Hence, we strongly support (6) and (7), but we will not consider the following desiderata (8) and (9), which have also been suggested by Burek [14]:

  1. (8)

    Process functions: Processes can be bearers of functions.

  2. (9)

    Decomposition: An ontology of functions should support functional decomposition, i.e. the analysis in terms of sub-functions.

Criterion (8) is contentious, as it is in direct contradiction to our preferred framework BFO where only independent continuants can be bearers of functions.

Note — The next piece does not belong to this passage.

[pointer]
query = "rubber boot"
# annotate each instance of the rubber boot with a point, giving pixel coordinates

We do acknowledge that natural language does, in fact, attribute functions to processes like in the following examples:

  1. A.

    “His knocking at the door had the function to cause someone to open the door.”

  2. B.

    “The pumping has the function to keep the blood circulating.”

However, surface grammar might be deceiving. Example (A) is a description of an intentional action and the agent knocking at the door performs this action because of a certain purpose. This shows that it is not necessary to ascribe functions to processes because this comes down to the ascription of intentions or plans of persons participating in these processes. In example (B), the function to keep the blood circulating can, as well, be ascribed to the heart, which is an independent continuant, as BFO requires. The heart can also be said to have the function to pump blood and given the heart’s canonical location within a circulatory system, it fulfils the former function by realizing the latter: It keeps the blood circulating by pumping it. Hence, in these cases, we have an instrumental or causal relation between two processes. While this is an important feature to be modelled, we hesitate to deal with it together with the functions of independent continuants.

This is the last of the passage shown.